The following diagram shows the control loop that needs to be implemented to ensure continuous compliance profiling.
Although DevOps bridged the gap between development and operations teams for delivering software (code built into an image and then instantiated as a container) on the cloud, it does not address the problem of lack of synergy between Dev and Ops for effective remediation of workloads running on the cloud. Once a cloud-native application is running in production, my team employs security monitors to continuously check for any security or compliance violations. As I previously mentioned, these monitors can be part of periodic DevSecOps pipelines (shift-left activities such as continuous code scanning for vulnerabilities or deployment misconfigurations) or run alongside workloads on production clusters (shift-right activities such as StackRox evaluation of network segmentation or deployment risk based on network monitoring).

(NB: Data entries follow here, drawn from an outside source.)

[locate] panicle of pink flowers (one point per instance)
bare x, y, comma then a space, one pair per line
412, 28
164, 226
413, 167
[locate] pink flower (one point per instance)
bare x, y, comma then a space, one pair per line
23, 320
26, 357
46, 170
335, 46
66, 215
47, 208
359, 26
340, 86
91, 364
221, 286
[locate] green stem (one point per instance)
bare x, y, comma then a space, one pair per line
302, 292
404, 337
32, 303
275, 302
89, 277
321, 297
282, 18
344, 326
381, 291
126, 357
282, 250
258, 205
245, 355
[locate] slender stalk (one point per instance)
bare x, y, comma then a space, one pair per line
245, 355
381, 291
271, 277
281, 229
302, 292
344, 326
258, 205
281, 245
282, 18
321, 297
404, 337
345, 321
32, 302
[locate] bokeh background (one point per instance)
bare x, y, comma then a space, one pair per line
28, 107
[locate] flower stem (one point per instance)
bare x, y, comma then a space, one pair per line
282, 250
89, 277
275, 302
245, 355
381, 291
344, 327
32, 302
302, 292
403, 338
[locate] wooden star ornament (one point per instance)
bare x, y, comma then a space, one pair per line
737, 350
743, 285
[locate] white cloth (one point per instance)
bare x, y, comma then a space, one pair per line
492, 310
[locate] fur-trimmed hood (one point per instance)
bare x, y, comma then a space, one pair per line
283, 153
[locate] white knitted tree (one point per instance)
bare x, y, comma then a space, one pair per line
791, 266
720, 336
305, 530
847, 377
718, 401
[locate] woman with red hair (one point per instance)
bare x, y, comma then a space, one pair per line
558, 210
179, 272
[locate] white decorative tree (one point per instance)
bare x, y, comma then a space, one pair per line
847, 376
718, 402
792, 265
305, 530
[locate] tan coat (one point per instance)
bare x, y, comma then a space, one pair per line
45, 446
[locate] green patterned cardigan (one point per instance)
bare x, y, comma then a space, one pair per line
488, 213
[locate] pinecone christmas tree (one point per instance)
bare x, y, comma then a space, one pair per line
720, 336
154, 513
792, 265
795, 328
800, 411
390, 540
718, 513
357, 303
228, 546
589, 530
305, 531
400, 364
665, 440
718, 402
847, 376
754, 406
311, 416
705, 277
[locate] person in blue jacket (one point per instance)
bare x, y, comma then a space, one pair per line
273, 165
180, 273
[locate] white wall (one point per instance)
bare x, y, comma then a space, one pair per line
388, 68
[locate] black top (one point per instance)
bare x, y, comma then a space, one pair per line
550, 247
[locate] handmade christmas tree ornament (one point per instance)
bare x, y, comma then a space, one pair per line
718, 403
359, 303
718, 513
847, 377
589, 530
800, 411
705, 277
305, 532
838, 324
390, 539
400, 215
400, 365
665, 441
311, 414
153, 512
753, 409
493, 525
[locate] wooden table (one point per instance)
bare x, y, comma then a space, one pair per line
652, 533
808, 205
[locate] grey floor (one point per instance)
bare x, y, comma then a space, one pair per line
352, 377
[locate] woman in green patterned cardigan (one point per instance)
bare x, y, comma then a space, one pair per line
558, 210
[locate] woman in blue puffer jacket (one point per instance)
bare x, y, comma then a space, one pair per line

Again, in C2C, we provide that single pane of glass, the common context for managing any security issue. Once an incident is identified by monitors, first we create a scope for that issue, which essentially is a virtual ensemble of all associated states and artifacts related to that issue. For example, when our periodic vulnerability scanning pipeline job discovers a new vulnerability, it tags the associated state of code repository, Docker image built from that code, all running workloads from that image, and cluster configuration for that workload. For example, if the workload is exposed through an ingress. Similarly, when monitors discover that any security alters at the runtime, an issue is opened against the code repository that hosts the associated code with all of the scoping details. The incident scope records are derived and persisted in
The incident scope thus becomes a driving function in scheduling and prioritizing remediation actions of these security issues. For example, when we discover vulnerability in the code, the additional context that this code is running in production in the pod which has open ingress, helps us increase the priority for fixing that vulnerability. It also helps us track the progression of remediation. For example, the vulnerability is fixed in the code, processed through CI, and successfully built into an image, but the image failed to deploy. Therefore, C2C incident scoping helps synergize Dev and Ops in effective remediation and helps the security officer with efficient and continuous compliance management.
In summary, Code 2 Container is a design, an approach to federate and unify various security functions during the software delivery lifecycle under common context. This facilitates better visibility and an automated closed-loop security and compliance management for cloud-native applications.